Addressing delegates at a breakfast meeting to mark the relaunch of KLM Royal Dutch Airlines on Monday, Mzembi said Cabinet had resolved to tackle problems at the troubled airline, which has debts estimated at $150 million.

AirZim has indicated it will resume regional flights on November 12.

“There is a lot of re-equipping of the airline (needed). It has a lot of issues, but we have agreed as government that we assume the Air Zimbabwe debt so that we help clean up the balance sheet and assume some of their very cardinal debts to facilitate their re-entry on the market,” Mzembi said.

“It would not be easy since they have been away from action for quite some time. It’s very important to have them back because we need internal distribution of tourists.

Arriving through KLM at Harare International Airport is not enough, we need to redistribute and distribute the tourists inside the country.

‘Harare- Lusaka route has great opportunities’

KLM executive vice-president in charge of marketing, revenue management and network, Pieter Bootsma, on Tuesday spoke on a number of issues regarding Zimbabwe and the airline’s resumption of the Harare route.

Below are excepts:
We really see the development of Zimbabwe. We see the touristic attractiveness of Zimbabwe. We opened Lusaka this year and we think the combination with Harare is really a great one going forward.

Bootsma said the nod to get back to Zimbabwe took a couple of months from between decision to fly and full implementation
The civil aviation authority was really helpful as they accepted us coming back. In fact, it was not a real challenge as we got a lot of support.

The issue of landing fees is still an issue for us. We consider them too high and in order to secure our operation going forward we really hope the landing fees can come down.

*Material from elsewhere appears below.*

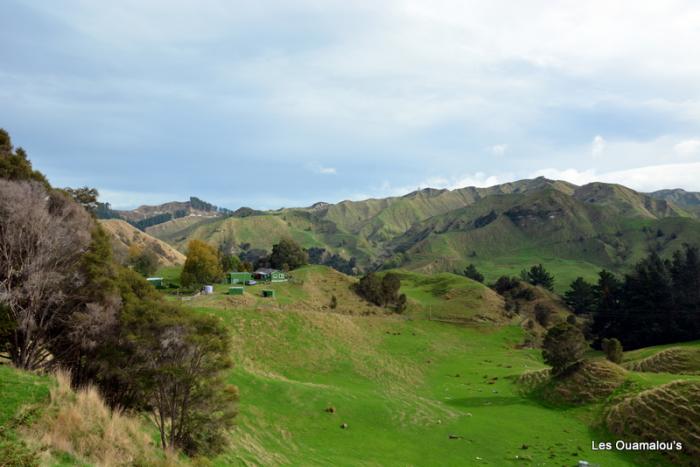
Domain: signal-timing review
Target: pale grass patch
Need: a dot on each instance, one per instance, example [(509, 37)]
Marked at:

If we compare with other African countries, what we experienced in Zimbabwe today is the highest.

With Emirates flying to Dubai, we have competition mainly on indirect markets, connecting markets. On the one hand, our Amsterdam hub has a well-established network with destinations in Europe that we fly into especially Scandinavia, UK and Germany. Emirates has no direct flights from Dubai to those destinations. On some markets,   we are competing peacefully with Emirates, while on other we have unique visions.

Our aim in the end is to move our frequency to a higher level from three days a week that we have right now, but of course profitability needs to be proven first. First we need to prove we can fly Harare-Lusaka profitably and then we can start increasing frequency. Landing fees are part of the economic evaluation, so they need to be improved in order to make sure we are profitable and  we have profitable operations out of Harare. That is a condition before we can increase frequency into Harare.